In the binary system, which, as you may know, consists of a series of 0s and 1s, the 1s identify an area where a particular feature, such as a road, is located. On the other hand, the 0s represent an area that doesn’t have the element.

The color system depends on the amount of light within a given color bandwidth, reaching a satellite from the earth. Each bandwidth consists of a range of numbers from 0 to 255. As such, the system works by assigning the grid cell a number – from 0 to 255 – based on the satellite’s interpretation of the light reflection from the earth. Nonetheless, regardless of the classification system used, raster data is stored in a raster format, a collection of pixels.

Vector Data

In contrast, vector data consists of lines, polygons, and points, which are also coded. Notably, a line polygon is a collection of points, while a polygon is made up of many lines.
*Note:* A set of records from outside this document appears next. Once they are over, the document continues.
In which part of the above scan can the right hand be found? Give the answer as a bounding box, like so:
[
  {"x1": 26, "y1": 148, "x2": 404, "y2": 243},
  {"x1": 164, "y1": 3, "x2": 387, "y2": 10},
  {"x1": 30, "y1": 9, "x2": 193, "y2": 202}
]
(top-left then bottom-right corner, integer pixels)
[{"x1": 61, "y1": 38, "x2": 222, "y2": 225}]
The coding system in vector data relies on the coordinates of each point (x, y) and its identification number. It follows that when the coordinates and identification numbers for all points in the map are known, the lines and polygons are said to be coded.

The difference in the building blocks and identifiers when dealing with raster and vector data means that they can’t be used interchangeably without first changing these underlying characteristics. Thus, rasterization and vectorization are necessary. This is one avenue that creates accuracy concerns.

The second avenue relates to the digitization of maps. In yesteryears, this was done manually and would introduce new errors. Moreover, the differences in scale and the width of the raster lines were other sources of errors. To this end, researchers called for the formulation and use of digitizing standards. Nonetheless, in his study, published in the 1997 issue of the Photogrammetric Engineering & Remote Sensing journal, Russell explored the errors that emanated from the first avenue, i.e., rasterization and vectorization.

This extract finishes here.